To Seek A Newer World-The Trials And Tribulations Of The
Non-Violence Path
Frank Jackman comment:
Anna Riley my maternal grandmother was a great believer in
the social message of the Catholic Worker movement, gave great credence to the
essentially non-violent social change message that leaders like Dorothy Day had
to say about pursuing the course. In my youth, my younger days, the idea of
non-violent not passive like Tolstoy or even Gandhi but more on the assertive
lines of the black civil right movement in the South that was unfolding before
my eyes seemingly every night on
television held great sway over me. I have mentioned elsewhere that my very
first public political street action demonstration had been a SANE-Quaker and
other religious pacifistic organizations rally at historic Park Street Station
on Boston Common around the struggle against nuclear weapons in the fall of
1960 (at a time when I was also campaigning like crazy to get one of our, Jack
Kennedy, elected President, even though he was rattling the “missile gap”
saber-go figure).
In retrospective those heady days when the black civil
rights movement was carrying all before it were also the heydays of my belief
in creative non-violent action. The time when whatever Doctor King and the
other leadership said about bowing our heads before the aggressors held me in
its thrall. Although, and here is my contradiction of the time if you will, I
was enamored under the spell of my maternal grandfather, Daniel Riley, an
ardent Irish nationalist of the struggle in Ireland that got its modern start
around Easter, 1916. So let’s put it down that I was probably more tactically
committed to non-violent actions (and under current circumstances still am with
what I see of the disparity of forces on our side and leveled against us.
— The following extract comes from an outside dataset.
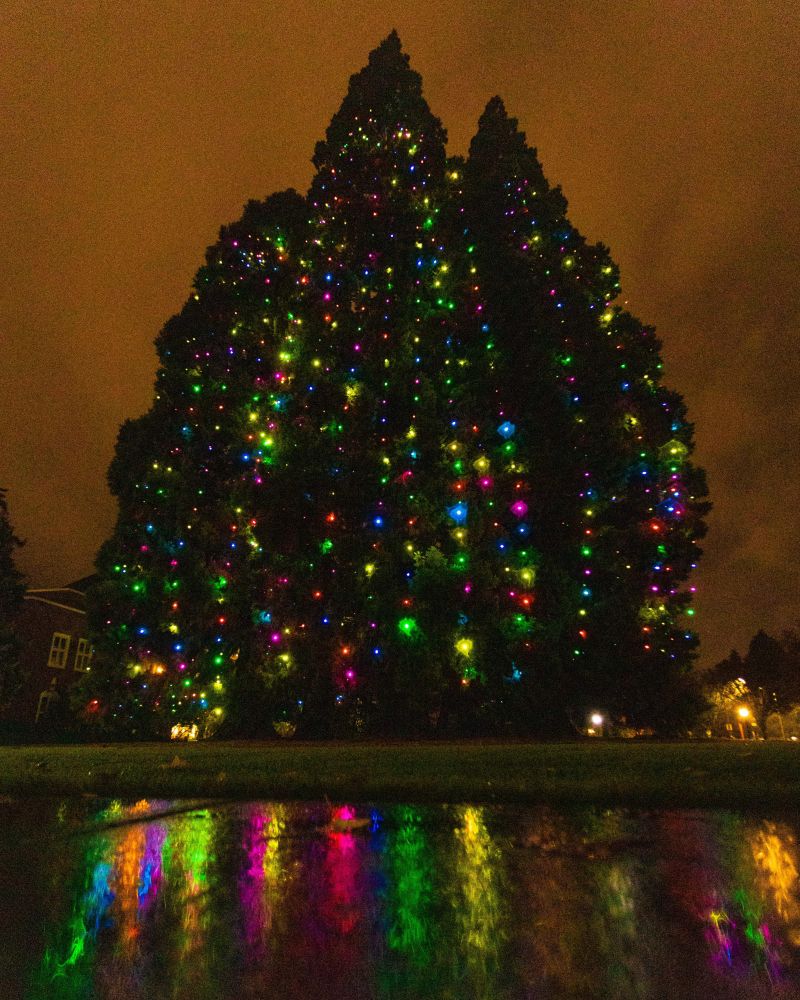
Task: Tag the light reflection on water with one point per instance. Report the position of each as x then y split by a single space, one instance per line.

The great change, maybe of emphasis, maybe of getting older
and wiser, and maybe, just maybe as a result of my truncated Army career which
was a watershed of sorts since that service happened during the Vietnam War (where
I didn’t go although I was 11 Bravo, an infantryman but that is a story also
told elsewhere). The savagery of the American government against a small but
real national liberation struggle which could not be fought any other way
except under the gun led me away from even that previous total tactical
acceptance that non-violent action could slay the evil dragon. And that stance
has not changed much in the last forty years or so, although I wish those who
can “keep the faith,” the faith of my youth, well.